I’m so in awe of the Ednan-Laparouse’s devotion to improving the life of those with allergies, they have responded to every parents’ worst nightmare with determination and strength that is admirable and astonishing. By creating the Natasha Allergy Research Foundation they have found a voice for parents, and pushed through significant changes which will help those with allergies eat out more safely. Pret have supported this initiative from the very beginning, showing a corporate response that is to be congratulated.
Allergies and asthma are on the rise, and nobody really knows why. Also increasing is the seriousness of allergic reactions. Reading the figures from the Natasha Allergy Research Foundation is frightening:
- There are an estimated 2 million+ people living with a diagnosed food allergy in the UK
- One in four people in the UK has hay fever (seasonal allergic rhinitis) which equates to about 16 million people
- The percentage of people diagnosed with allergic rhinitis, asthma and eczema trebled over 30 years.
- Figures from 2012 suggest at least 1 in 40 children in the UK are suffering from at least one serious allergy.
- In the 20 years to 2012 there was a 615% increase in the rate of hospital admissions for anaphylaxis in the UK
I do wonder in the increase in admissions is related to the change in the way we eat. More and more we eat out, it’s a huge driver in our economy. When I was growing up there were not sandwich bars, or take aways. We ate out as a treat a couple of times a year but now it’s a regular occurrence for many people. In restaurants the care of those with allergies can vary widely, and with that the risks vary widely as well. The range of allergic reactions is huge…which I think it part of the problem with getting them taken seriously. Most worrying, a food that only caused a mild reaction once, can cause a serious one later. There is no way to predict the severity of an allergic reaction, which makes allergies a frightening condition to manage.
The changes that Natasha’s Law have brought about are key to safety – requiring food outlets to provide full ingredient lists with clear allergen labelling on Pre-Packed Food for direct sale. So that’s food that is prepared, and prepacked and sold on the same premises. It doesn’t cover food that is packed after you have ordered it, but allergen information must still be provided, however that can be verbally. Businesses selling PPDS must ensure that information on the Top 14 allergens is available before purchase, and when the product is received. So that covers places like Pret, Itsu, Wasabi, Starbucks, Costa etc., but not small sandwich bars that make sandwiches or other food to order. Natasha’s Law is a great step forward, and should save lives and help allergy sufferers to avoid being, in effect, poisoned by the food we buy.

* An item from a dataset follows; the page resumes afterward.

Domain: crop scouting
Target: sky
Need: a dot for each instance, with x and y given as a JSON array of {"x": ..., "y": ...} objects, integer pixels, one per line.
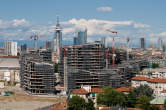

Personally I’d like to see all ingredients listed, that would help people who suffer from allergies outside of the Top 14. I also think it would be useful for people to understand what is in the food they are eating, and a required ingredient list would achieve that. In additional, the option to give allergy information verbally should be changed to all information to be given in printed format – verbally it’s too easy for there to be mistakes and misunderstandings. It would protect staff, and allergy sufferers alike, if allergen information had to be in written form. If businesses feel this is too difficult then I’ll leave them with this quote from Natasha Allergy Research Foundation
- Just under half (48%) of consumers say that they, or someone in their household, avoid at least one food/ingredient, with 16-24-year-olds (61%) the most likely age group to report household avoidance of foods/ingredients.
So just about half of households will be thinking about allergies when they dine out, and within the younger age category that rises to 60%. That’s a lot of people thinking about allergies when they look at a menu. Dealing positively and openly with allergies is the best way to attract customer’s loyalty because we aren’t going away, and we are a growing group.